A worker instance holds down other workers when processing load is unevenly distributed

I have an iterable dataset and let’s say I have 2 workers: worker 0 generates an audio clip and combines it with other pre-generated audio clips to create a data point, and workers 1 only combines pre-generated audio clips to create a data point. Naturally, worker 0 takes more time then worker 1 (audio clip generation and saving to the disk takes ≈ 0.8s while loading 12 audio clips takes 0.18s).

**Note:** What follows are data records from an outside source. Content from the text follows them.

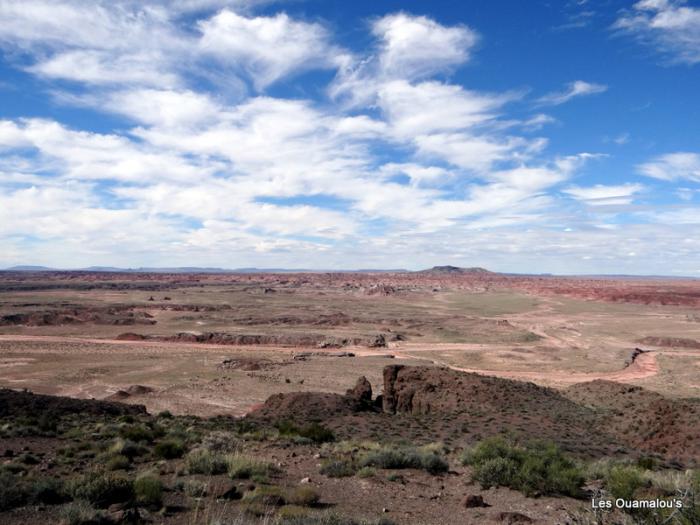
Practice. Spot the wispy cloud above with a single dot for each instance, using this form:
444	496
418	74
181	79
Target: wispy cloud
669	26
673	166
603	195
578	88
216	162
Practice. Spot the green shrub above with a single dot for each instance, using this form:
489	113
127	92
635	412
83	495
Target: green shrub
535	469
192	487
12	491
404	457
496	472
366	472
315	432
148	490
266	496
101	489
137	433
79	513
47	491
338	468
303	496
127	448
117	462
169	449
623	481
299	518
244	467
202	461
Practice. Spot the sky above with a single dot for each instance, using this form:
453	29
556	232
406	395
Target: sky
557	136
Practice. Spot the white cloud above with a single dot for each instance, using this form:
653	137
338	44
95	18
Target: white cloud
578	88
673	166
670	26
413	47
266	48
408	48
602	195
399	166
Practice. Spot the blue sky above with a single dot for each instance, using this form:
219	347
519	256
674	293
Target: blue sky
543	136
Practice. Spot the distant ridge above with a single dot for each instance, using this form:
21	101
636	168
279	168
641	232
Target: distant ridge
451	270
191	269
27	268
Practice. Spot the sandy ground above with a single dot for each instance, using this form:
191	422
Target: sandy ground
554	340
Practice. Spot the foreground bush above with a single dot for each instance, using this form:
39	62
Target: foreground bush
101	489
244	467
338	468
148	490
623	481
314	432
536	469
12	493
80	513
405	457
202	461
169	449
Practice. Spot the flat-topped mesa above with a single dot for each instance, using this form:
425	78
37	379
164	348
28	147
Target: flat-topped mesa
455	270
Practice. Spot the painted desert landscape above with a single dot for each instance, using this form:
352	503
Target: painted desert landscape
448	395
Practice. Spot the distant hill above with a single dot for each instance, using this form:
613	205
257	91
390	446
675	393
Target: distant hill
191	269
29	268
453	270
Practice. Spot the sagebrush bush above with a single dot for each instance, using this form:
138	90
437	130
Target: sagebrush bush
117	462
404	457
245	467
366	472
127	448
624	480
303	496
148	490
169	449
338	468
266	496
202	461
47	491
534	469
12	491
101	489
79	513
137	433
315	432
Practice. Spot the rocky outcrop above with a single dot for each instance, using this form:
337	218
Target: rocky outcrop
361	393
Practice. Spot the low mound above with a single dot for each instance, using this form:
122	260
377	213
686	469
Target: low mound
429	404
304	406
13	403
644	420
289	340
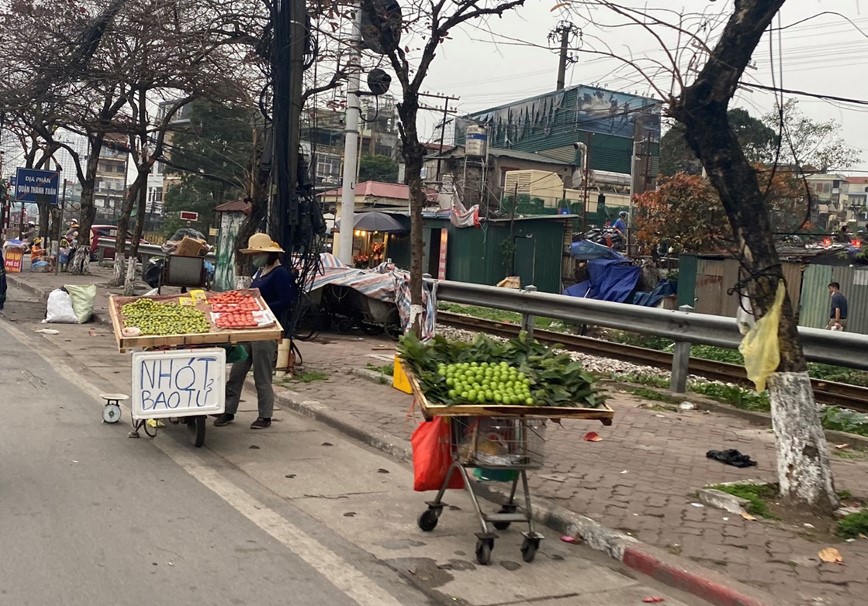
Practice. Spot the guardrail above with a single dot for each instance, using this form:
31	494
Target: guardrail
146	251
683	327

The workers obviously work in parallel so I expect the average loading time to be equal to 0.18 seconds at most (while worker 0 is generating the audio clip, worker 1 will take on the task of generating data points) that is not the case however, since I’m getting avg loading time of about 0.52s (almost thrice as slow). How can I solve this issue? is that even possible?
here is some pseudo code:

class GeneratedDataset(IterableDataset):
    def __init__(self, note_num):
        super(GeneratedDataset).__init__()
        self.note_num = note_num
    
    def __iter__(self):
        worker = torch.utils.data.get_worker_info()
        if worker:
            id = worker.id
            np.random.seed(int(2**31*torch.rand(1)))
        else:
            id = 0
        while True:
            if id==0: # this is the code that only runs on worker 0 
                
                # GENERATE AUDIO CLIP
                # GENERATE RESPECTIVE LABELS
                # SAVE BOTH
                
                ------------------------
                
                # LOADING AUDIO CLIP
                # GENERATING SPECTROGRAM
                # TENSOR MANIPULATION (padding, normalizing, etc.)
                # SAVING THE TENSOR
            else:
                # LOAD RANDOM (pre-saved) TENSOR
                # LOAD RESPECTIVE LABELS
            for _ in range(12):
                # MORE TENSOR MANIPULATION
                
                # PROCESSING THE LABELS
                
                # CHOOSE ANOTHER (TENSOR, LABELS) PAIR FOR NEXT LOOP

            # CONCATENATE THE LOADED TENSORS. SAME FOR THE LABELS
            yield # TENSOR, LABELS

Any help would be greatly appreciated.